One challenge has been decoding Julia’s image framework designed by @tim.holy into primitive arrays that PyCall can turn into NumPy arrays without copying the underlying data. I had figured out a few enhancements to PyCall that would expand the set of arrays that can be transmitted to NumPy without copying. In particular, I believe that many PermutedDimArray
s, StridedSubArray
s, and ReinterpretArray
s could become NumPy arrays without copying. The latter two are generated by the methods view
and reinterpret
, respectively.
I’m posting to see if there are other Julia array structures that could be transferred to NumPy more efficiently
For example, if you load mandrill
from TestImages.jl
and then try to directly convert this into a PyObject
you will get list
rather than a NumPy array.
julia> using TestImages
julia> mandrill = TestImages.testimage("mandrill");
julia> typeof(mandrill)
Array{ColorTypes.RGB{FixedPointNumbers.Normed{UInt8,8}},2}
julia> using PyCall
[ Info: Precompiling PyCall [438e738f-606a-5dbb-bf0a-cddfbfd45ab0]

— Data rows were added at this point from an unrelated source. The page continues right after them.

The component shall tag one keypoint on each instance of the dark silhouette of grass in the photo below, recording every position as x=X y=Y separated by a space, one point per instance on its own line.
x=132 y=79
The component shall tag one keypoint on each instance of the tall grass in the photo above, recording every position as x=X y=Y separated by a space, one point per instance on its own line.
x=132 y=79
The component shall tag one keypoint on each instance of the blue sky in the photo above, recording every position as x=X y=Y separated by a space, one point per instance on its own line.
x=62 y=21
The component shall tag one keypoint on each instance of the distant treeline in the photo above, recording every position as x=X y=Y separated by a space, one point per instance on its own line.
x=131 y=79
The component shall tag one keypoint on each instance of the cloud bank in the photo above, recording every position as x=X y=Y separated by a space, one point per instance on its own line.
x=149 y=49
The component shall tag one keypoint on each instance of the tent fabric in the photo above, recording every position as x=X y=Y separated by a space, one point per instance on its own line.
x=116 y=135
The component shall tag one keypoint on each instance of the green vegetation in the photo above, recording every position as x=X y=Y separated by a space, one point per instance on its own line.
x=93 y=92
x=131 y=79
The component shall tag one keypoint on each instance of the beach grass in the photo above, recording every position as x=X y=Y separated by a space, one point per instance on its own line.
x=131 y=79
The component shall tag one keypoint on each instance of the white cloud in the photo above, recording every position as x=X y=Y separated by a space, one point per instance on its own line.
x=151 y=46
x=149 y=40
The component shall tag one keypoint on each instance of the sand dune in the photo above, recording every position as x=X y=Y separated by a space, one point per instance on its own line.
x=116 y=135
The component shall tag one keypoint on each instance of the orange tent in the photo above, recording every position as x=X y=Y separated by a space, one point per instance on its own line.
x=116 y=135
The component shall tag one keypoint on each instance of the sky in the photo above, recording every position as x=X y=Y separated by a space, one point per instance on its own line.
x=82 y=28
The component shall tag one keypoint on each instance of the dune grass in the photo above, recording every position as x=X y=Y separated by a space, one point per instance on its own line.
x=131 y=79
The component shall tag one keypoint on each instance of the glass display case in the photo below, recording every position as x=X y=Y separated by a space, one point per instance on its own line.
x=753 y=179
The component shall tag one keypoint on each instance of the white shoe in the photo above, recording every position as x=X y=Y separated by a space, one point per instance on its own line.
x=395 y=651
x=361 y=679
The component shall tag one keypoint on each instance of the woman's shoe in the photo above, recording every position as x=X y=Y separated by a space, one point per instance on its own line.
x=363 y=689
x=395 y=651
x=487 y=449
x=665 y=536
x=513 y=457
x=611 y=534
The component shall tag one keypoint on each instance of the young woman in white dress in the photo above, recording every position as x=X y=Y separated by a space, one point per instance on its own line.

julia> py_mandrill = PyObject(mandrill);
julia> pytypeof(py_mandrill)
PyObject <class 'list'>
To get a NumPy array that is just a view of the original Julia array data, you can do a few manipulations to get a copy of an array that NumPy and Napari can easily understand:
julia> using Images
julia> mandrill_cv = channelview(mandrill);
julia> typeof(mandrill_cv)
Base.ReinterpretArray{Normed{UInt8,8},3,RGB{Normed{UInt8,8}},Array{RGB{Normed{UInt8,8}},3}}
julia> mandrill_cv_uint8 = reinterpret(UInt8, mandrill_cv);
julia> typeof(mandrill_cv_uint8)
Base.ReinterpretArray{UInt8,3,RGB{Normed{UInt8,8}},Array{RGB{Normed{UInt8,8}},3}}
julia> size(mandrill_cv_uint8)
(3, 512, 512)
julia> mandrill_cv_uint8_permuted = PermutedDimsArray(mandrill_cv_uint8, [2,3,1]);
julia> size( mandrill_cv_uint8_permuted )
(512, 512, 3)
julia> mandrill_cv_uint8_permuted_copied = copy(mandrill_cv_uint8_permuted);
julia> typeof(mandrill_cv_uint8_permuted_copied)
Array{UInt8,3}
julia> using PyCall
julia> py_mandrill_cv_uint8_permuted_copied = PyObject(mandrill_cv_uint8_permuted_copied);
julia> pytypeof(py_mandrill_cv_uint8_permuted_copied)
PyObject <class 'numpy.ndarray'>
julia> py_mandrill_cv_uint8_permuted = PyObject(mandrill_cv_uint8_permuted);
julia> pytypeof(py_mandrill_cv_uint8_permuted)
PyObject <class 'list'>
My objective is to get the same result without any copying. After some modifications to PyCall.jl this is now possible.
julia> using TestImages, Images, PyCall
julia> mandrill = TestImages.testimage("mandrill");
julia> mandrill_cv_uint8_permuted = PermutedDimsArray( reinterpret(UInt8, channelview(mandrill) ), (2,3,1) );
julia> py_mandrill_cv_uint8_permuted = PyObject( mandrill_cv_uint8_permuted );
julia> pytypeof( py_mandrill_cv_uint8_permuted )
PyObject <class 'numpy.ndarray'>
julia> print(mandrill[1])
RGB{N0f8}(0.643,0.588,0.278)
julia> mandrill[1] = 0
0
julia> py_mandrill_cv_uint8_permuted.__getitem__( (0,0,0) )
0
julia> py_mandrill_cv_uint8_permuted.__setitem__( (0,0,0) , 255)
julia> print(mandrill[1])
RGB{N0f8}(1.0,0.0,0.0)
Since no copying is involved, manipulating the array in Julia results in changes in Python while changes in Python result in changes seen by Julia.
The general strategy for this improvement is to focus on transferring the original data to NumPy and then recapitulating the transformations done in Julia in NumPy.
Are there other Julia array types that would benefit from enhanced no copy transfers using PyCall?